Despite election coverage and coronavirus dominating the headlines, Snowflake’s recent IPO still managed to capture attention from the masses. Two days after its initial offering, Snowflake’s shares doubled — making it the biggest software IPO of all time.
Some experts contemplated whether their unprecedented Wall Street debut was a sign of the times or a true indication of their value. As we move into October, all signs point to the latter. And for those of us who have worked with Snowflake’s platform — their success is not surprising.
The more important thing we should focus on is what Snowflake’s success reveals about business needs and what that means for the future of data as we know it. Let’s break down some key takeaways from Snowflake’s unprecedented success.
How Snowflake solved the first half of the data problem
Several years back, Snowflake recognized where the market was headed — the cloud. They pioneered a new architecture for cloud data warehouses that allowed companies to keep storage costs low and scale their compute with their business needs. Snowflake built a data solution that gave companies the ability to harness the power of their data without the red tape.

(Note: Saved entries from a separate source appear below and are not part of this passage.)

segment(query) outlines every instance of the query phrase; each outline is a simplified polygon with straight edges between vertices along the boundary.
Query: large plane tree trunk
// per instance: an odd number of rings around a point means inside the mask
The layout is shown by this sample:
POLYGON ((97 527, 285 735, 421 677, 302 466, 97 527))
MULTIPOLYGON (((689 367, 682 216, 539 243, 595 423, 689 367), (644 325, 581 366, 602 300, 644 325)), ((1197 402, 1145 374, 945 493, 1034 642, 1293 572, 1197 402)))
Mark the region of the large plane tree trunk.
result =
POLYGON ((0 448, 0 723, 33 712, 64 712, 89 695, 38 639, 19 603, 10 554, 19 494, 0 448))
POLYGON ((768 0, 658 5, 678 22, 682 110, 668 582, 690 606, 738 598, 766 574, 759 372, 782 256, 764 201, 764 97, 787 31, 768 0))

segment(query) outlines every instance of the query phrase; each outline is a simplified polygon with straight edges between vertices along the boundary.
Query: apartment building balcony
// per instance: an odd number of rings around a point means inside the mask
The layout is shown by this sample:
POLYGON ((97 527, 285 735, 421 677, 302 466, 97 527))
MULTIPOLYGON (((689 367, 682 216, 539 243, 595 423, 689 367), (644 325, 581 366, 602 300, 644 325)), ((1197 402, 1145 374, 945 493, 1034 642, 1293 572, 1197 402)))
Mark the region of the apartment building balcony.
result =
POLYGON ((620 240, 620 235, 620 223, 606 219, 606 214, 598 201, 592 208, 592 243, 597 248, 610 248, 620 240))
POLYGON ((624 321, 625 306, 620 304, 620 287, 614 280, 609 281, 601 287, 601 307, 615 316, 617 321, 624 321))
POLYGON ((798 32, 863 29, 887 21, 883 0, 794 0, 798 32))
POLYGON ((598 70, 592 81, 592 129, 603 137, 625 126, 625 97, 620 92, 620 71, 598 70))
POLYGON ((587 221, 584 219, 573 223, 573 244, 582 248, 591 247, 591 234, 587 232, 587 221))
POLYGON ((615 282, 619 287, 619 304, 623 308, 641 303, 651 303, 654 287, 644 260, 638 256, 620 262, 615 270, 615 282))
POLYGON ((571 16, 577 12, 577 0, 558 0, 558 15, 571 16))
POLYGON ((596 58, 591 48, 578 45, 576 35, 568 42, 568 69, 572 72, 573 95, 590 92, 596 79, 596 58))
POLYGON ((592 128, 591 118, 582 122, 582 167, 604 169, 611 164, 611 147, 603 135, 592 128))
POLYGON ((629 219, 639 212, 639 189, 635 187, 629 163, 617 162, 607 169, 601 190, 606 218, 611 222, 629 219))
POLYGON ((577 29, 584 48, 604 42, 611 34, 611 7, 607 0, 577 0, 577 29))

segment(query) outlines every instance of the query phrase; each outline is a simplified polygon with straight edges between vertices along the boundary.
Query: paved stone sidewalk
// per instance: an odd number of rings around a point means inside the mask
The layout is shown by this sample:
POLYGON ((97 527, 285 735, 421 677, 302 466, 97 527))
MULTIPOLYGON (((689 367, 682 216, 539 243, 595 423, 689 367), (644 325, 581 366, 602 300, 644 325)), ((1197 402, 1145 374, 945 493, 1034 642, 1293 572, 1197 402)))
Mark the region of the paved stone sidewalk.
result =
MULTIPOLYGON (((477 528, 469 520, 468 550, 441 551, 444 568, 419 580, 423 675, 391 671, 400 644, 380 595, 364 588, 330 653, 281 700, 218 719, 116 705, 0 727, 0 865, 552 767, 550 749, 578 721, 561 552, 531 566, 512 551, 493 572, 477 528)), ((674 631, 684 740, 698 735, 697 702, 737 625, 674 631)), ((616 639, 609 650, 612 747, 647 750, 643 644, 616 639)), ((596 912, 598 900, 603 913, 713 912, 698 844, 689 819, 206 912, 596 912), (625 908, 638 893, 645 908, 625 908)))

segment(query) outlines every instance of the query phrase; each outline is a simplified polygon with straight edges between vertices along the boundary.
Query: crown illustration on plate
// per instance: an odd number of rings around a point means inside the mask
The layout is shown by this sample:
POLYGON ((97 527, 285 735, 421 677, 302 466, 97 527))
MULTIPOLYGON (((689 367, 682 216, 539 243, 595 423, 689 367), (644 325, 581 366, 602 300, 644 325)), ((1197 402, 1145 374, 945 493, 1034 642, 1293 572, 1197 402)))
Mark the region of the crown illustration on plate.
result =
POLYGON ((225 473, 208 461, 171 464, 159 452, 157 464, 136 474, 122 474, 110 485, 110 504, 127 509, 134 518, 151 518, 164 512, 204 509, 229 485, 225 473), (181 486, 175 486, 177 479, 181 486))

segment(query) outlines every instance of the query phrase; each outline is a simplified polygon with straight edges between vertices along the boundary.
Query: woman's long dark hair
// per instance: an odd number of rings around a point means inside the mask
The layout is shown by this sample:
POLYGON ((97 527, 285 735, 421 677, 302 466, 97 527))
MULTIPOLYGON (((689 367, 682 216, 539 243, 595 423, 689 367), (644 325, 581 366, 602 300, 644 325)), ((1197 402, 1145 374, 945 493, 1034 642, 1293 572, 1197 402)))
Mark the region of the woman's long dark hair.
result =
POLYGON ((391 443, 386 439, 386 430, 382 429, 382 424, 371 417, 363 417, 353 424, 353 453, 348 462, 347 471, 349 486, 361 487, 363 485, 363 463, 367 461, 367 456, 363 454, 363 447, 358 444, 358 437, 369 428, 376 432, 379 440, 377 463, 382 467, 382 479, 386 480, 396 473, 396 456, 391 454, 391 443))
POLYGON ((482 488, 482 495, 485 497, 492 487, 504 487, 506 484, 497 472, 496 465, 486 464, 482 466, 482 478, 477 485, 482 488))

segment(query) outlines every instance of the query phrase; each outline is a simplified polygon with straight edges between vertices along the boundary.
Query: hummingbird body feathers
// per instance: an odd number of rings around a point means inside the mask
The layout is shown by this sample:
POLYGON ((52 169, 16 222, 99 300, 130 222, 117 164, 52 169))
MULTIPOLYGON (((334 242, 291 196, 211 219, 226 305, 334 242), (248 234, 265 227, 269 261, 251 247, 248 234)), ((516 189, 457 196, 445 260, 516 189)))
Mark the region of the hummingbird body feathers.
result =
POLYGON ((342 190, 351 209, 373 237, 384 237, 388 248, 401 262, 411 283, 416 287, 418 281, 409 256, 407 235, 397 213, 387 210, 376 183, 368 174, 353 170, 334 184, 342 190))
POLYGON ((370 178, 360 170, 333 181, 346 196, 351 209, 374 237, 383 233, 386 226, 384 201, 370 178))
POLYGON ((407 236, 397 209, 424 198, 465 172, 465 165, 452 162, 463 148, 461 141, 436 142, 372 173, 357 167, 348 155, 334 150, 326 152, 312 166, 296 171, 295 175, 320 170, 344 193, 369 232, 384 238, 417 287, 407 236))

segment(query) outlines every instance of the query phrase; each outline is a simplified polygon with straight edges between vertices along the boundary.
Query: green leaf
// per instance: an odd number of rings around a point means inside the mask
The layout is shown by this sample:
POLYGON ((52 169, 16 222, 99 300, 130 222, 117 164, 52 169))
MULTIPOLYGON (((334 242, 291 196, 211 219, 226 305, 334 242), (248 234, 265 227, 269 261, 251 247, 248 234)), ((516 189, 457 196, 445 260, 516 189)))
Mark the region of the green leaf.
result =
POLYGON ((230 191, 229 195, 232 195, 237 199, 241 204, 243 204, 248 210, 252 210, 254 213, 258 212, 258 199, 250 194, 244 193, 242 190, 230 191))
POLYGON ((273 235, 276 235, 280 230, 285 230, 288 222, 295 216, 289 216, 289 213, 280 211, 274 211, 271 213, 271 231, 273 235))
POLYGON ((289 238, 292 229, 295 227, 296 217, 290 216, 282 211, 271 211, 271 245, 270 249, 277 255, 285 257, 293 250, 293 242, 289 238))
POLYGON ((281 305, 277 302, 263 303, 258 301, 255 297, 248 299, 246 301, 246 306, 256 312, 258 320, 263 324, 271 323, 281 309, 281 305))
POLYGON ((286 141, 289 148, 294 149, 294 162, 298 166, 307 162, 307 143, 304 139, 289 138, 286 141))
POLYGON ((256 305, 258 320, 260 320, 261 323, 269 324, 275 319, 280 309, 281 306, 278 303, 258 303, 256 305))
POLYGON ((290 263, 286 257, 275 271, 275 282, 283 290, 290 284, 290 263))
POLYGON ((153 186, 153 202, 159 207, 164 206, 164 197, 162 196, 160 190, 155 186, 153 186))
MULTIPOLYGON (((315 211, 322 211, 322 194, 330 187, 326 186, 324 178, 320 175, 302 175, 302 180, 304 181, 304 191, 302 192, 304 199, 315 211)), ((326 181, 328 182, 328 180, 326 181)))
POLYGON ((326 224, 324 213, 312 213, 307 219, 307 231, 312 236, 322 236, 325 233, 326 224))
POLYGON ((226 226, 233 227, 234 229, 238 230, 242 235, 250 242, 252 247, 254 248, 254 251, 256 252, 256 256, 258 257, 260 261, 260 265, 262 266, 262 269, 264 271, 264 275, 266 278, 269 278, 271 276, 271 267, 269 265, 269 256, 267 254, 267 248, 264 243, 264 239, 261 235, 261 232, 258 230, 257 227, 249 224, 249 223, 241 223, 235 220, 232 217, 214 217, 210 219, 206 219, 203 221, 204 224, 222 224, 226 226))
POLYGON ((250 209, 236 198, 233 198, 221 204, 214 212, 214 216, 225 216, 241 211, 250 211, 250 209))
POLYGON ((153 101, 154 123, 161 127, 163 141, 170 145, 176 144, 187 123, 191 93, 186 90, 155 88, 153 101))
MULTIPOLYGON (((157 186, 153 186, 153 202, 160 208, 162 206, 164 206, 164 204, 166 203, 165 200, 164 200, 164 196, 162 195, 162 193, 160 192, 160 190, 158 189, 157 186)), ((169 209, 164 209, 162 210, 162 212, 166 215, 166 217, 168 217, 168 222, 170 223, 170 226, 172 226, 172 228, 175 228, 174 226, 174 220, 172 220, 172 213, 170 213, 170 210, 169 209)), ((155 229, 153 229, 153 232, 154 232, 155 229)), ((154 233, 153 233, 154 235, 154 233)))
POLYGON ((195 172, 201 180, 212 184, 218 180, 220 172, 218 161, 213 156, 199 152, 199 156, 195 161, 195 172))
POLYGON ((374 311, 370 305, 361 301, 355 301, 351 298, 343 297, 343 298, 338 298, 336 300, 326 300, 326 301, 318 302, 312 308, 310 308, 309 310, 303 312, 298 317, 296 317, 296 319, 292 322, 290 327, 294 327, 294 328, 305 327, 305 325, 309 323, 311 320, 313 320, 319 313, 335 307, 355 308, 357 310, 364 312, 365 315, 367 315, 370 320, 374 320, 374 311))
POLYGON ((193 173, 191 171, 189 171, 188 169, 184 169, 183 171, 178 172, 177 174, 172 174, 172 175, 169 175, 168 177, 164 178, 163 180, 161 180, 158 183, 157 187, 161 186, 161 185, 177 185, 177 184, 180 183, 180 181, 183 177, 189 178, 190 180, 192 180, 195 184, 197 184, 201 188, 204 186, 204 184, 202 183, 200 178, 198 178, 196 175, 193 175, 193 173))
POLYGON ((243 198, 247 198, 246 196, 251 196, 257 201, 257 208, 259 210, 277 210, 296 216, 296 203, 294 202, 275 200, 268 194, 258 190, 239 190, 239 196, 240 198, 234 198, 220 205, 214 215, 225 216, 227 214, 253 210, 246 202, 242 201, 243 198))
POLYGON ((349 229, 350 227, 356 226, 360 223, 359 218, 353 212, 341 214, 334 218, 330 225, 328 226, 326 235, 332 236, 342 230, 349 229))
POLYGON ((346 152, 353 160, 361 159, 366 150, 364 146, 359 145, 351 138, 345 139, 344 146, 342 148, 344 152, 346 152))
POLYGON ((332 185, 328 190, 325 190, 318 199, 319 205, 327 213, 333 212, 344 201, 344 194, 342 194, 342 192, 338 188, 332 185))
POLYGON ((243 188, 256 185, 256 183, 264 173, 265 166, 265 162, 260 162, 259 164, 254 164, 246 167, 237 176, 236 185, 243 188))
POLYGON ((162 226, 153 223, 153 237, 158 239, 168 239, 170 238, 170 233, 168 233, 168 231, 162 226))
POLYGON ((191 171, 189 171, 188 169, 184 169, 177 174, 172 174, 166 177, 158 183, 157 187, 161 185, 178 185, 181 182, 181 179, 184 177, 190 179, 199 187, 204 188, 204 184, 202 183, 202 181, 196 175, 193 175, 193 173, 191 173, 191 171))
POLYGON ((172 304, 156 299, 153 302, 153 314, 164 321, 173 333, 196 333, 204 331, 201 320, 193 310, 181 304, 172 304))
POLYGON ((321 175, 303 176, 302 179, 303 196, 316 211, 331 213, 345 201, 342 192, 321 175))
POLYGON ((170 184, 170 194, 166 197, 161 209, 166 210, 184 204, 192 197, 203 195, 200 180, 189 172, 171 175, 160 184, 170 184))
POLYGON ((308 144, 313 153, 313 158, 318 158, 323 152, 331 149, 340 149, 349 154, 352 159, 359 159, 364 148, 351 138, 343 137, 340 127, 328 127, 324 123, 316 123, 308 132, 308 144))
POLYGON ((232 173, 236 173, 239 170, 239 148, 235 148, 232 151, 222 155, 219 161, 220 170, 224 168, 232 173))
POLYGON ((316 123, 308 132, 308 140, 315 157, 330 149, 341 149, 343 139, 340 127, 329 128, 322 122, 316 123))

For the vast majority of Saas companies, accessible data is essential to product functionality and optimization. But historically, being able to leverage user data has been challenging — derived from many different sources and difficult to streamline.
Beyond the data accessibility issue, data warehouses are complex and require a dedicated resource to learn and manage. Snowflake recognized this disadvantage and instead built their database engine in a cloud-first way that allowed companies to get started easily. By doing this, Snowflake eliminated data gatekeeping and empowered engineering teams to take control of their data.
Snowflake’s success lies in building a ready-to-use data warehouse in a SaaS format. Basically — they took the typical data warehouse model and flipped it on its head. By utilizing the cloud, Snowflake built a platform that was fast, user-friendly, and easily accessible. Now, companies can make the valuable data they collect even more actionable across their business.
Recognizing the other half of the data problem
With Snowflake, data teams can now easily streamline and share their data across their organization to glean valuable insights that influence important decisions. The one thing that’s missing? The ability to extend those data insights to the non-technical members across the organization.
Most companies will invest in one or more BI tools to use as their visualization layer on top of Snowflake.. But those BI tools are still largely based in SQL — a coding language with a steep learning curve for business users.
Basically, Snowflake solved the data accessibility issue for engineers. Even as companies scale Snowflake across their business lines,the vast majority of business users are still not equipped with the technical skills to leverage this data. Popular tools like Looker and Tableau have dashboards that are more user friendly, but that requires a lot of technical leg work on the back end and is typically only a prebuilt dashboard or view with some filtering capabilities.
If a question arises that hasn’t been pre-modeled, the process usually turns into a painful back and forth between IT and the business to get to the right data. The end result is often an export to a spreadsheet where the business user is most comfortable. Unfortunately, at this point, a new set of pain points emerge around the ability to operationalize that data.
Using spreadsheets to maximize your Snowflake investment
This is where connected spreadsheets come in. Most companies use a combination of spreadsheets and BI tools to analyze their data. The problem? They’re not currently connected to Snowflake so the data becomes stale as soon as it’s exported.
Spreadsheets are the most ubiquitous tool used in business. Imagine the capabilities if they were connected to Snowflake and the business teams could answer their most pressing questions without ever leaving their spreadsheet.. It’s time to make this a reality and finally empower our teams to have full, unrestricted access to data regardless of technical ability.
Snowflake + Connected Spreadsheets = Match made in heaven
Snowflake has validated cloud companies and the importance of accessible data. But if that data is exported to an offline spreadsheet and manipulated, are you really any better off?
Connecting Snowflake to spreadsheets is the only way to make it truly accessible to your entire organization while also maintaining its integrity. Business users will finally have the insights they need in a format they understand. Then, they can finally harness the true power of the incredible technology that Snowflake built.